4. hope this step work for you

[diveyez]

503 server error solved:

TRY TO SETUP

https://github.com/presentator/presentator-docker

Solution

1. If you are configured **nginx-proxy** server 
    &  and youre doing port forwarding on 8080 
     and you can see 503 error.

2. Simply change in nignx-proxy container file 
    change in /etc/nginx/conf.d/default.conf 
   Put Your forwarding port my is 8080 on line number 52(**ex.
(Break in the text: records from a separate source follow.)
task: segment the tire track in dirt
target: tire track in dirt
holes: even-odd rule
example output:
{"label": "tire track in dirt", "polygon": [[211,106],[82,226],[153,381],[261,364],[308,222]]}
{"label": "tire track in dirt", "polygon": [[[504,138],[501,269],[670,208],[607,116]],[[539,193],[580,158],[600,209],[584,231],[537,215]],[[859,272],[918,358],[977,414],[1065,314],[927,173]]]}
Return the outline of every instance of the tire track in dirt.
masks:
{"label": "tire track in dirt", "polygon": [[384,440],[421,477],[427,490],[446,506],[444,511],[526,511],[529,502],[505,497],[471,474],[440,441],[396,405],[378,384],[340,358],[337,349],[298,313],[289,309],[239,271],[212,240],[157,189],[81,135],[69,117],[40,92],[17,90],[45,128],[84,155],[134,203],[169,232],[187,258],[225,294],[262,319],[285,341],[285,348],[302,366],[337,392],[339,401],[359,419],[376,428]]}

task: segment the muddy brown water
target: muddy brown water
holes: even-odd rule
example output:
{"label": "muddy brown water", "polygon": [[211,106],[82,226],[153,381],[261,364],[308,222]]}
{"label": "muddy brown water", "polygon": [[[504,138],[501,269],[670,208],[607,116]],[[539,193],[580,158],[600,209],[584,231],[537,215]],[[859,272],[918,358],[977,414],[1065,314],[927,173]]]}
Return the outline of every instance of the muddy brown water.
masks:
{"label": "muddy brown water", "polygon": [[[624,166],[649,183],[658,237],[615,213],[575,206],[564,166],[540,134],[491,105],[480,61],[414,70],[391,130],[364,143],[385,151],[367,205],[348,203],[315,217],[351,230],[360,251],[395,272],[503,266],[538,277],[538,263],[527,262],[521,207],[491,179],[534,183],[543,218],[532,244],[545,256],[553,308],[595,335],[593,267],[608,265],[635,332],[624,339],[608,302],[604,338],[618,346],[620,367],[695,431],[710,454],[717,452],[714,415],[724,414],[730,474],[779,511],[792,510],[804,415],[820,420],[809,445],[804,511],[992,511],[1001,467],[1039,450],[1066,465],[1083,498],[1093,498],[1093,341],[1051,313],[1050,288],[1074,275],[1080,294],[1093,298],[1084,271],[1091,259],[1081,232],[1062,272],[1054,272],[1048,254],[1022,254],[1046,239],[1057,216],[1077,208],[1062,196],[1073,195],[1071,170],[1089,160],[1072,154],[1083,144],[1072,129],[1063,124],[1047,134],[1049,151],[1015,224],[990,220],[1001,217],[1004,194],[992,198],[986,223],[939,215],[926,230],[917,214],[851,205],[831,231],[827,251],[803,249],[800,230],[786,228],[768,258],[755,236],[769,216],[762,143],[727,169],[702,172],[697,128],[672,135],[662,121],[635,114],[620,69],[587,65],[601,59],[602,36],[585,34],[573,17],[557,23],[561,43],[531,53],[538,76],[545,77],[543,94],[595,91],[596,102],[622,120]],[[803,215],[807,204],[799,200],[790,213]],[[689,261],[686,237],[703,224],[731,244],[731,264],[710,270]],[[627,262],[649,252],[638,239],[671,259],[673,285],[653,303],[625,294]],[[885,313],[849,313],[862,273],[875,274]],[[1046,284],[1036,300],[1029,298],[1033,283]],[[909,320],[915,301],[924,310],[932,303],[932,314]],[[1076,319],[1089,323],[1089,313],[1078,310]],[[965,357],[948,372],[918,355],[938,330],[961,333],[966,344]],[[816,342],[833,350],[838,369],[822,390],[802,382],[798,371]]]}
Listen 8080**)
   in (proxy_set_header proxy)

3. My Problem is solved after this simple changes.

4. hope this step work for you

This did not work =(

[dnwjn]

503 server error solved:

TRY TO SETUP

https://github.com/presentator/presentator-docker

Solution

1. If you are configured nginx-proxy server
   & and youre doing port forwarding on 8080
   and you can see 503 error.
2. Simply change in nignx-proxy container file
   change in /etc/nginx/conf.d/default.conf
   Put Your forwarding port my is 8080 on line number 52(ex. Listen 8080)
   in (proxy_set_header proxy)
3. My Problem is solved after this simple changes.
4. hope this step work for you

I managed to get around this by commenting out the nginx service, exposing the ports on the presentator service directly and pointing my reverse proxy to it.